Monday, Jul. 15, 1974
Ghost Story
While testifying before the Ervin committee last summer, Jeb Stuart Magruder mentioned that the Committee for the Re-Election of the President had paid $20,000 to Author-Columnist Victor Lasky in 1972. Amid the Watergate quakes, this disclosure hardly caused a tremor, but it did rattle Lauren Soth, editorial-page editor of the Des Moines Register and Tribune. He alerted the National Conference of Editorial Writers that the 100 papers subscribing to Lasky's weekly column (syndicated by the North American Newspaper Alliance) had been uninformed about Lasky's financial connection with C.R.P.
The N.C.E.W. decided that Lasky had "abused his position as an editorial-page columnist" and that his syndicate was culpable for condoning the arrangement once it became known.
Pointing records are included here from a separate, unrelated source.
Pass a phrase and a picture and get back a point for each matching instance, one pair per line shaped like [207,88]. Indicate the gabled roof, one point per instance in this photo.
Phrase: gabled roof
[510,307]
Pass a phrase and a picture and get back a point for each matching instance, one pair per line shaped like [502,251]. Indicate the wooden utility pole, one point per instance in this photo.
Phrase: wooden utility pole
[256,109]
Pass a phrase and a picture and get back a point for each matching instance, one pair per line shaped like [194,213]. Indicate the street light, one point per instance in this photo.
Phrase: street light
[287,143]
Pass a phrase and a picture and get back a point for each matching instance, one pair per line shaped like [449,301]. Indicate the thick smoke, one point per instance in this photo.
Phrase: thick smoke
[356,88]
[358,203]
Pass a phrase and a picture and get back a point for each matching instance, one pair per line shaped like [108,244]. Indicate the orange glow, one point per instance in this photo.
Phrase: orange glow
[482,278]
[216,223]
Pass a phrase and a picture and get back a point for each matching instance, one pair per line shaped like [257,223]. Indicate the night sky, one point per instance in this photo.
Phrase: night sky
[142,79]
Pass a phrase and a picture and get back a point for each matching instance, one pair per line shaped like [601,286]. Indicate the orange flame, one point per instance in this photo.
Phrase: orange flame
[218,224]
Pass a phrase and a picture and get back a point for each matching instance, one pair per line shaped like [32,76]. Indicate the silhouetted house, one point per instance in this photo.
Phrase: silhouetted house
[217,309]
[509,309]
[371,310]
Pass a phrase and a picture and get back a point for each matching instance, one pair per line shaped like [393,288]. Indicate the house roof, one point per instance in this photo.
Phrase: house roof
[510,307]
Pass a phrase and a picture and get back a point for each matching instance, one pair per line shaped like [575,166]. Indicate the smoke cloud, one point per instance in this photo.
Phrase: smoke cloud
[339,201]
The National News Council,-- asked to look into the case by the editors' group, upheld both charges on June 25. But Lasky, 56, a pugnacious conservative and veteran Kennedy baiter (JFK: The Man and the Myth), is not taking the News Council verdict passively. "I get a total of $30 a week from North American for my column," he fumes. "For that I should go on welfare." Lasky explains that Republican friends were looking for a writer to do columns and speeches for Martha Mitchell at the beginning of 1972.
"Finally someone said, 'Why don't you take it?' " Lasky closed the deal, and the writer worked from March to July 1972, ghosting gags, speeches and magazine articles for Martha. "I did lousy stand-up jokes for Mrs. Mitchell to tell on herself," Lasky says now. "Next thing I know, a bunch of self-appointed busy bodies descends on me."
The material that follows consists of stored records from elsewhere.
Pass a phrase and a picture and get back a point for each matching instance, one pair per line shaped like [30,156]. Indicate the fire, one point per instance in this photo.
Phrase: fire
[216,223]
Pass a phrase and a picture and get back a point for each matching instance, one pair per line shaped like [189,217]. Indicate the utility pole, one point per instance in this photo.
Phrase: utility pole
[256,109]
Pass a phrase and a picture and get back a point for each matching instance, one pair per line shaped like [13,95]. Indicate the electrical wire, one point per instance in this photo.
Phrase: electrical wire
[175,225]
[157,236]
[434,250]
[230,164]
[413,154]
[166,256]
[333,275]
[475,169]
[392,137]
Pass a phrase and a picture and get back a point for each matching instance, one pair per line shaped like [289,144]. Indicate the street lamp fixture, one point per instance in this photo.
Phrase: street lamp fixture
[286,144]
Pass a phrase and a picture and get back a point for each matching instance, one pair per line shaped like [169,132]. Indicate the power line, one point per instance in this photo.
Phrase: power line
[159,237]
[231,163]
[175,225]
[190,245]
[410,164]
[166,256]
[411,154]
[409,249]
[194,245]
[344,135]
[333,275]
Lasky insists that his labors for Martha had nothing to do with his column, which is merely a minor sideline for him. "Nobody gave me orders or told me what to write." N.A.N.A. Executive Editor Sid Goldberg defends Lasky: "You know, in the nature of being a ghostwriter, you don't advertise what you are doing." Both men feel that a fee from C.R.P. looks more sinister now than it did when Lasky picked it up.
* A 15-member panel established last year by the Twentieth Century Fund to monitor press fairness and accuracy.